En conséquence, il y a une différence radicale entre la contingence de l'acte de volition et la contingence générale de l'existence et de l’occurrence dans le reste du domaine de l'être proportionné. Il manque à cette dernière contingence une stricte nécessité intelligible, non pas parce qu'elle est libre, mais parce qu'elle participe du caractère non systématique de la multiplicité, de la continuité et de la fréquence matérielles. Par contre, la contingence de l'acte de volonté ne découle pas du non-systématique; elle tient plutôt de l'imposition d'un ordre intelligible ultérieur à des variétés qui autrement seraient purement fortuites. De plus, cette imposition d'un autre ordre intelligible est l'œuvre de l'intelligence, de la réflexion rationnelle, et de la volonté guidée par une orientation éthique. Cette imposition d'un ordre intelligible est néanmoins contingente. Car, même lorsqu'une seule possibilité se présente, et que la conscience rationnelle se trouve devant un seul choix possible, la réalisation de cette unique possibilité ne tient pourtant pas d'une nécessité. Poser que la seule ligne de conduite rationnelle est réalisée nécessairement revient à poser qu'il y a nécessairement cohérence entre le vouloir et le connaître. Affirmation absurde, contre laquelle s'inscrit en faux l'expérience que nous avons tous d'une divergence entre les actes que nous accomplissons et notre connaissance des actes que nous devrions accomplir. Si l'affirmation est absurde dans les faits, elle l'est également en principe, puisque la cohérence effective entre le connaître et la décision est le résultat de la décision rationnelle, et que l'on ne peut ériger le résultat de la décision rationnelle en principe universel prouvant que toutes les décisions sont nécessairement rationnelles.

La liberté est donc un type spécial de contingence. Il s'agit d'une contingence émanant, non pas du résidu empirique qui fonde la matérialité et le non-systématique, mais de l'ordre de l'esprit, de la saisie rationnelle, de la réflexion rationnelle, et de la volonté moralement orientée. Cette contingence a une double base : son objet est une simple possibilité, et son agent est contingent, non seulement dans son existence, mais également dans le prolongement de sa conscience rationnelle en une conscience de soi rationnelle. Car c'est un seul et même acte de volition qui pose une décision d'acceptation ou de rejet de l'objet et qui constitue le sujet décidant rationnellement ou non rationnellement, le sujet réussissant ou non à passer de la conscience rationnelle à une effective conscience de soi rationnelle.

En conséquence, la liberté présente non seulement un aspect négatif, celui de l'exclusion de la nécessité, mais aussi un aspect positif, celui de la responsabilité.
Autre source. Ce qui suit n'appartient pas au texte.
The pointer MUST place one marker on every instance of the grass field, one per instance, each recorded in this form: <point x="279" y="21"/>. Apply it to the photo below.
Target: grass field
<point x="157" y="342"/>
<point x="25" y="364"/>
La saisie intelligente d'une ligne de conduite possible n'a pas à entraîner automatiquement son exécution, car la réflexion critique peut intervenir pour scruter l'objet de cette ligne de conduite, et en évaluer les motifs. La réflexion critique ne peut exécuter l'action envisagée, puisqu'elle est simplement un connaître. Le connaître ne peut nécessiter la décision, car c'est seulement par la volition que devient effective une cohérence entre le connaître et la volition. La décision n'est donc pas un conséquent mais une émergence nouvelle, qui, d'une part, réalise ou rejette la ligne de conduite envisagée et, d'autre part, réalise ou non une effective conscience de soi rationnelle. Néanmoins, même s'il est une émergence contingente, l'acte de volonté est également un acte du sujet. Au degré de liberté qui préside à l'occurrence de cet acte correspond le degré de responsabilité du sujet à l'égard de cet acte.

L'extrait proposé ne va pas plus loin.